Regard pluriel sur les religions
Docteure de la Faculté de théologie et de sciences des religions de l’université de Lausanne et désormais directrice du Centre intercantonal d’information sur les croyances (CIC) depuis 2020, Manéli Farahmand porte en elle toute la richesse et la complexité de la mixité. Un pedigree qui va façonner sa carrière et ses recherches académiques.
Tout d’abord la pudeur à parler de soi. Puis la sensibilité à dénouer ses racines iraniennes. Docteure de la Faculté de théologie et de sciences des religions et directrice du Centre intercantonal d’information sur les croyances (CIC) depuis 2020, Manéli Farahmand porte en elle toute la richesse et la complexité de la mixité.
Âgée de 36 ans aujourd’hui, la native de Téhéran migre en Suisse romande en 1989 avec ses proches. Au sein de ce cocon familial lettré, le thème de la religion, de son lien avec le politique et de l’appartenance au sens large, sont des sujets très discutés. «Nous avons grandi en Suisse dans une diaspora iranienne comprenant diverses minorités religieuses. Mon père est un scientifique, médecin. Proche du soufisme, ma mère est l’une des fondatrices de RECIF dans les années 90, le centre de rencontres et d’échanges interculturels pour femmes migrantes. Très tôt, du fait de ce bagage, j’ai questionné l’interculturalité.»
L’actualité iranienne, née du soulèvement de septembre 2022 contre le régime des mollahs, rattrape ses recherches et ses réflexions: «Je suis partagée entre un espoir de changement grâce aux mouvements sociaux, une admiration du courage des femmes et de toute la jeunesse qui militent dans l’espace public et beaucoup d’inquiétudes et de tristesse vis-à-vis de l’appareil répressif ainsi que de la violence déployée pour réfréner ces mobilisations. Dans ce contexte, le religieux est un facteur répressif.» Manéli Farahmand n’occupe pas le poste de directrice du CIC par hasard. Fondée en 2002 dans le sillage du drame de l’Ordre du Temple Solaire (OTS), cette fondation privée d’utilité publique s’est donné la mission d’informer de manière neutre afin d’améliorer les connaissances sur les mouvements religieux en Suisse et d’en prévenir les dérives, s’il y en a: «Il ne s’agit pas d’étudier la religion de manière autonome ou isolée. C’est un objet qui interagit constamment avec son environnement culturel et politique.»

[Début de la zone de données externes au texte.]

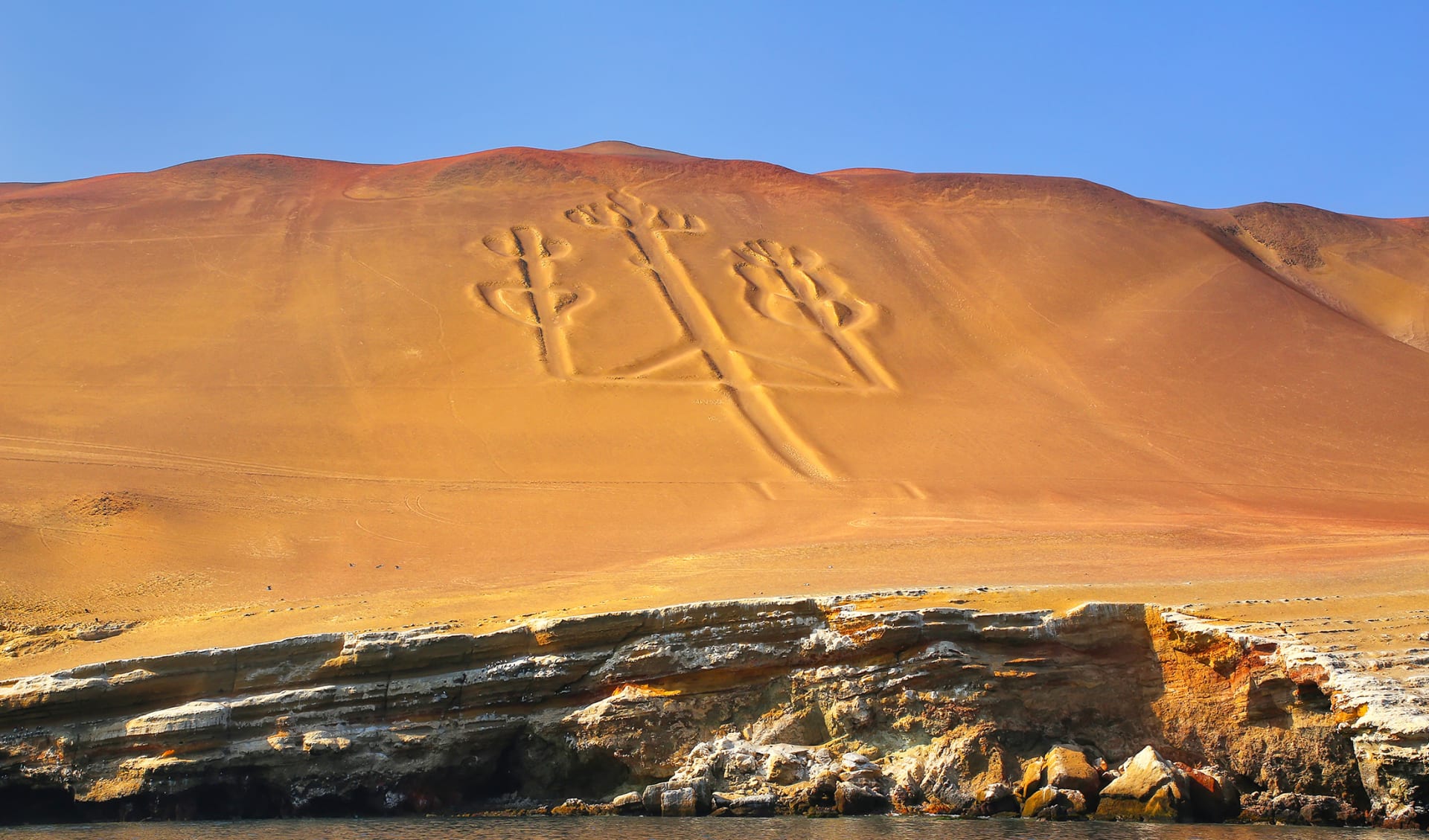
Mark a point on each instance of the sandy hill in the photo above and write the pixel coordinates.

Avant d’en arriver là, Manéli Farahmand fait ses premiers pas à l’UNIL, à la Faculté des lettres, où elle brigue un Master en histoire contemporaine, puis un Master interfacultaire. Mais la chercheuse a la bougeotte. Dans le cadre de sa spécialisation sur les phénomènes religieux marginalisés, elle s’immerge sur le terrain du Chiapas, au sud du Mexique, pour une recherche anthropologique. De retour en Suisse, elle poursuit sa carrière sur le terrain, dans diverses ONG actives sur les droits humains.

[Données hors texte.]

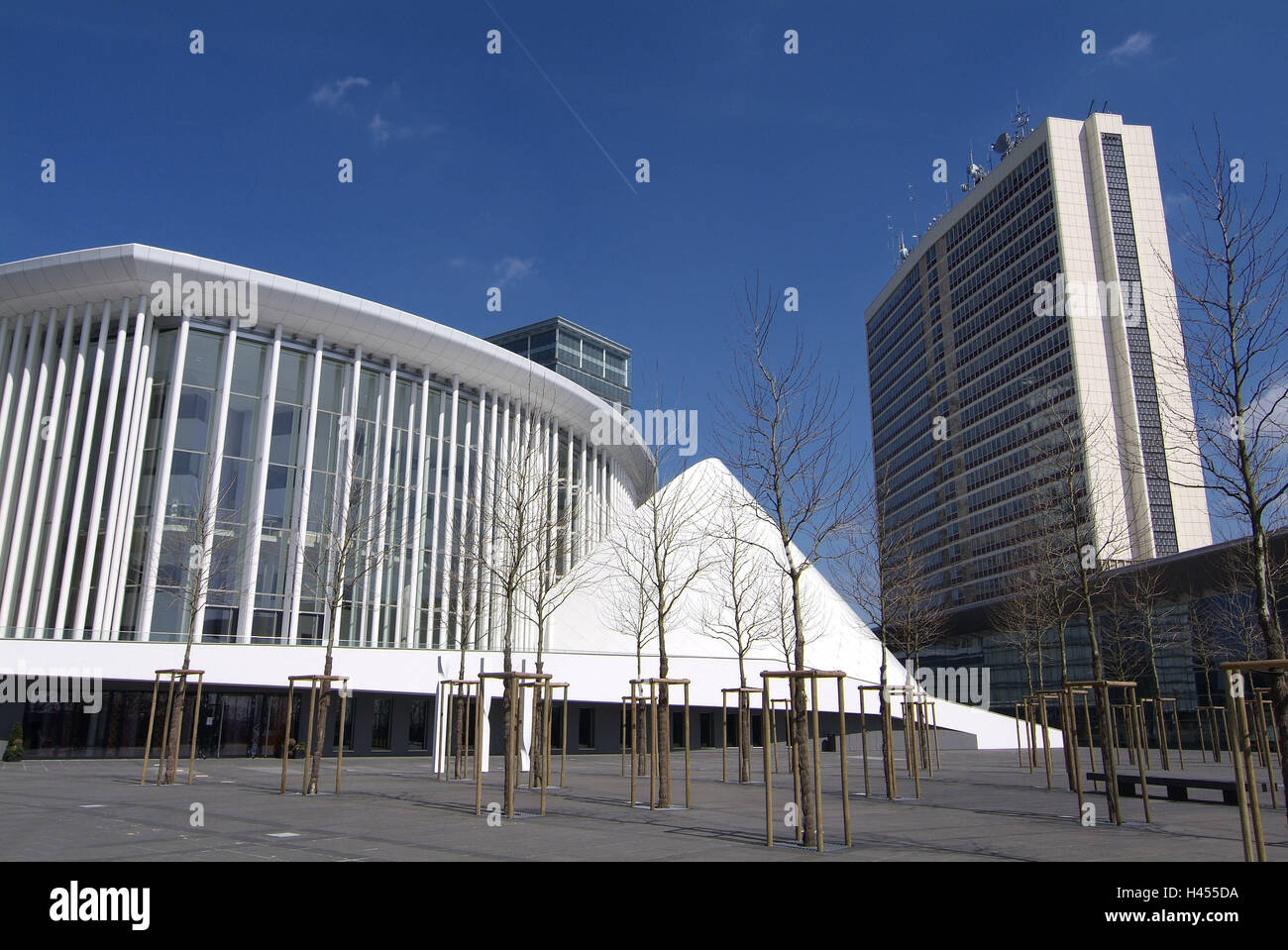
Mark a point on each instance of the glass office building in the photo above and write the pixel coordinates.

L’académique la rattrape. Le directeur de l’ONG qui l’emploie alors l’encourage à mener un projet de thèse sur les spiritualités autochtones. Manéli Farahmand se lance. Désormais titulaire d’un doctorat en cotutelle entre les Universités de Lausanne et d’Ottawa, pour lequel elle a reçu le Prix d’excellence de la Société Académique Vaudoise pour sa thèse baptisée Néochamanisme Maya. Passé revisité, pouvoir au féminin et quête spirituelle (Éditions Antipodes), elle mène actuellement un post-doctorat au sein de l’Unité de sciences des religions du Département des sciences sociales de l’Université de Fribourg. «Mon travail est de vulgariser ces savoirs académiques pour les rendre accessibles au plus grand nombre. Il ne sert à rien de rester dans l’entre-soi de la recherche. Ces connaissances scientifiques doivent servir la société. »
LES QUATRE QUESTIONS ALUMNIL
Votre lieu préféré à l’Université durant vos études ?
Zelig, après les cours. Mais aussi Fréquence Banane, un lieu en périphérie mais très bien intégré sur le campus. Durant mon doctorat, j’ai aussi beaucoup sillonné l’allée de Tilleuls qui mène au lac afin de m’aérer et de réfléchir.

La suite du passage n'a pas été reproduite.